4.2 O calvário do teleatendimento

4.2.2 Sísifo informacional

Em todas as entrevistas com os trabalhadores do setor de teleatendimento, uma sensação é recorrente: o sentimento de aprisionamento e limitação produzido pela atividade de teledigifonista. Desvenda-se uma atividade claustrofóbica e continuamente vigiada, cuja jornada se faz o tempo todo mediada por instrumentos de maquinaria informacional (computadores, redes, internet). Há, pois, uma dupla feição das TICs quando aplicadas nas centrais de teleatividades, são o suporte e o meio para a realização da atividade, ao mesmo tempo em que são seu limite e critério de controle, logo, processo e controle do processo. Dos espaços de trabalho ao ambiente virtual utilizado para a realização dos atendimentos, tudo é clean e previamente planejado. É

isso que se depreende do relato de um dos nossos informantes, que trabalhou por 4 anos85 na ACS Tecnologia:

Após o período de treinamento (que pode levar mais de um mês), a gente “sobe” para a posição de atendimento, com a orientação de alguém que já atendia para poder não deixar a gente fazer bobagem, até porque um erro no sistema de reservas era um erro grave porque a gente mexia com dinheiro e com pessoas, geralmente, importantes. Num primeiro momento a gente chegava de ônibus, a turma inteira, menores de idade. Tínhamos cartões eletrônicos para poder entrar e sair. Todo o lugar é

controlado por catracas eletrônicas. Quando chegávamos, tinha uma catraca pra

entrar na empresa, uma para entrar no lugar onde ficam os projetos, outra pra entrar na área específica do seu projeto. O tempo de entrada e saída sempre foi

regulamentado. Havia uma certa correria pra poder logar no sistema porque um minuto de atraso significava perda de produtividade e perda nos ganhos que a gente

poderia ter no final do ano quando a empresa compartilhasse os lucros com os funcionários. A gente ia até o armário, pegava uma garrafinha e um headphone, corria para o nosso lugar de atendimento e lá ficava, praticamente imóvel por seis horas, exceto a pausa para descanso de quinze minutos. Cobravam-nos postura, um bom português e um tom de voz cortês. As equipes eram divididas, geralmente, em duas

ilhas com duas fileiras de posições de atendimento cada. Cada fileira tinha uma média

de 07 computadores, totalizando 14 por ilha, 28 por equipe. Assim, o supervisor ficava

responsável por uma média de 28 funcionários. Sua P.A (Posição de Atendimento)

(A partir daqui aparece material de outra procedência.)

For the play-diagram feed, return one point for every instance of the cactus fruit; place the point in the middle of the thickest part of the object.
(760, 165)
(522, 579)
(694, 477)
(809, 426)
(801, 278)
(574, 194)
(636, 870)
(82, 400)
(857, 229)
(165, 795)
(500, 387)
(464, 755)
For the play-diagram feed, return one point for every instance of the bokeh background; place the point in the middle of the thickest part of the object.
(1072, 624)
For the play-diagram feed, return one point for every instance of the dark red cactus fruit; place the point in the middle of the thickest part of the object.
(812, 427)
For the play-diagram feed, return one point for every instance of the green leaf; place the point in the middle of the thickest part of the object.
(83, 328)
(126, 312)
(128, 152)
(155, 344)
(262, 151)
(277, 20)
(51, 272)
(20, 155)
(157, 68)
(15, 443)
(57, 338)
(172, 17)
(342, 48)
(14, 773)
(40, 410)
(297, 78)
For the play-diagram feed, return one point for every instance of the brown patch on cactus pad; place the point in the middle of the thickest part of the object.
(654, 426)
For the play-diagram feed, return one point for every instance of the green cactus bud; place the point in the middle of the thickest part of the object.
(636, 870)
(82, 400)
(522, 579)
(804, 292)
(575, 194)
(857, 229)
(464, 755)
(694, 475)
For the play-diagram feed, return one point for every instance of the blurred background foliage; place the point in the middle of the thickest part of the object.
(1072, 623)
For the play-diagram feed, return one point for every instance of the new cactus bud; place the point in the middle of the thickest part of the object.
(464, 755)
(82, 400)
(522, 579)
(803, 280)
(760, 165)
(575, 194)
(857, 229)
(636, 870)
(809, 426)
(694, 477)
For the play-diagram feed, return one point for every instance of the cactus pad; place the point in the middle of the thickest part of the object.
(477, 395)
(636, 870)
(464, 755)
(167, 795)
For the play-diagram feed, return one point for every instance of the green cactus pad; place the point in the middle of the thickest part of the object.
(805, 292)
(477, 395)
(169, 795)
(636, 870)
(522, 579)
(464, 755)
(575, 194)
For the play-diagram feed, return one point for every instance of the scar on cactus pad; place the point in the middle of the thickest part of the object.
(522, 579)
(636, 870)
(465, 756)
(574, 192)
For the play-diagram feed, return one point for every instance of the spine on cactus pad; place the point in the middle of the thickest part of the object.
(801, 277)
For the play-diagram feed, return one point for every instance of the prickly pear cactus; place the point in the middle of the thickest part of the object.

ficava no meio das duas ilhas. No meu horário de trabalho, eram 4 supervisores. Assim, eles controlavam uma média de 100 atendentes por turno. Haviam apoios para os pulsos para evitar lesões por esforço repetitivo. Nossas poltronas eram algo como “estou no céu”. Eram muito confortáveis e havia descanso para os pés, visto que ficávamos sentados o dia todo. Levantar da poltrona era uma infração. Demonstrava desorganização. Após alguns anos, ao voltar para a ACS, percebi que a rotina de trabalho mudou. Você ainda possuía armários e o local era o mesmo. Todavia, o sistema de descanso mudou. Você era obrigado a tirar 10 minutos de pausa, além do descanso comum, que havia passado para 20 minutos. Havia uma maior flexibilidade quanto à rotina de trabalho. Mas o controle sobre horários de entrada e saída, e

tempo de descanso concedido ainda era marcante. A organização física do espaço

permanecia a mesma. Parecia ser uma fórmula que funcionava muito bem. Inclusive a típica sala da gerente ao fundo do projeto, de onde ela poderia observar tudo e algumas salas específicas para o feedback, algo a que todos eram submetidos por terem suas ligações gravadas. [grifos nossos]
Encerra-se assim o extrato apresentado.